No corresponde afirmar hoy que todas continúan vigentes. Algunas pueden haber sido archivadas, otras prescritas, algunas judicializadas y otras eventualmente continuar en trámite. Para conocer su situación actual habría que revisar cada expediente individualmente.
Pero su existencia tampoco puede ser borrada de la historia.
NO ES UN EXPEDIENTE. ES UNA TRAYECTORIA QUE DEBE EXPLICARSE
Si solo existiera FINVER, se discutiría únicamente FINVER.
Pero también están Telefónica–Lunahuaná, las investigaciones en Cañete y los procesos vinculados al Gobierno Regional de Lima.
Son distintas administraciones, épocas y expedientes.
La reiteración de investigaciones no prueba culpabilidad. La responsabilidad penal exige sentencia firme y la presunción de inocencia debe respetarse.
Pero quien busca nuevamente la confianza ciudadana debe explicar esa trayectoria: cómo terminaron los casos, cuáles llegaron al fondo y cuáles no.

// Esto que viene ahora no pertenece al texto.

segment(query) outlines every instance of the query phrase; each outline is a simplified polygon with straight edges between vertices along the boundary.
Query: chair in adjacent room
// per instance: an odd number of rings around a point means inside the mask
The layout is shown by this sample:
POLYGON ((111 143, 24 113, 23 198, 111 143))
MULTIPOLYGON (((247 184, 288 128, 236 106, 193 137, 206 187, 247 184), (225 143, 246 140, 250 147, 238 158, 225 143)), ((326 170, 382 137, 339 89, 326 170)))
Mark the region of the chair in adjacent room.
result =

La pregunta es inevitable: ¿una absolución posterior a cinco condenas permite borrar todo lo demás?
“HE SIDO REIVINDICADO”
Alvarado no dice solo “he sido absuelto”. Presenta la absolución como prueba de que su nombre quedó limpio y de que fue víctima de una persecución.
Los expedientes muestran una realidad más compleja.
En FINVER, el Tribunal Constitucional no lo declaró inocente: reconoció un problema procesal. Antes de la absolución hubo cinco condenas.
En Telefónica–Lunahuaná, un hábeas corpus modificó el curso del proceso, y ese expediente apareció después en una investigación sobre presuntas gestiones irregulares, sin que ello permita atribuirle responsabilidad.
Durante su gestión regional también hubo nuevas investigaciones y procesos.
Por eso, los expedientes no describen simplemente la historia de un hombre injustamente perseguido y finalmente reivindicado.
Puede decir que fue absuelto en FINVER. Puede exigir que esa absolución sea respetada.
Lo que no puede hacer es usarla para borrar toda su trayectoria judicial.
La presunción de inocencia debe respetarse.
Pero una absolución puede cerrar un proceso.
No puede reescribir toda una trayectoria.